Dr Shan Goh
University of Hertfordshire
Dr Shan Goh
University of Hertfordshire
Shan Goh is an Associate Professor in Research in the School of Health, Medicine and Life Sciences at University of Hertfordshire. She is a molecular microbiologist and her research centres on antimicrobial resistance (AMR) transmission in, and control of, One Health pathogens, particularly Clostridioides difficile and Staphylococcus aureus. Her work spans different sectors and disciplines with the aim of developing phages for use as antibacterial agents as well as investigating their ability to influence bacterial pathogenesis.
What are you working on as part of the Hub?

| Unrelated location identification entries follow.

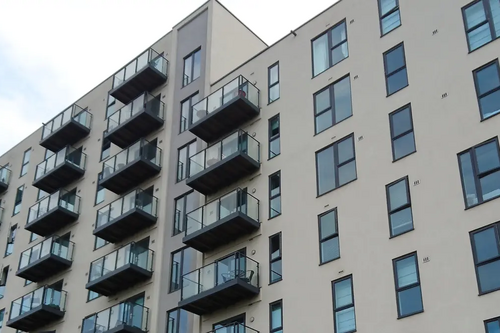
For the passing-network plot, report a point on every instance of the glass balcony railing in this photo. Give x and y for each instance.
(239, 87)
(42, 296)
(239, 141)
(126, 313)
(149, 57)
(235, 201)
(55, 245)
(235, 266)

Developing methodology to culture viable microbes and extract nucleic acid of microbes from bioaerosols for the purposes of microbial detection, isolation, identification, quantification, metagenomics, and downstream functional assays, e.g. microbial interactions within bioaerosols.
What is exciting you the most about your current research?
The multidisciplinary and transdisciplinary approaches that will seriously advance our understanding of microbial dissemination through bioaerosols. Creating a new generation of highly skilled researchers who will have a holistic mindset to tackling challenges in biodetection and one health.
What difference do you hope your research will make?
Targeted applications of different bioaerosol detection technologies to achieve optimal readouts using streamlined microbiology and/or molecular biology workflows that are user-friendly and environmentally sustainable.
What are you most proud of in your research career?
Connecting people with diverse expertise towards a common research goal. I led several projects funded by the Food Safety Research Network, which involved bringing together people from academia, government, industry, and the third sector to work on impactful and highly translation research projects.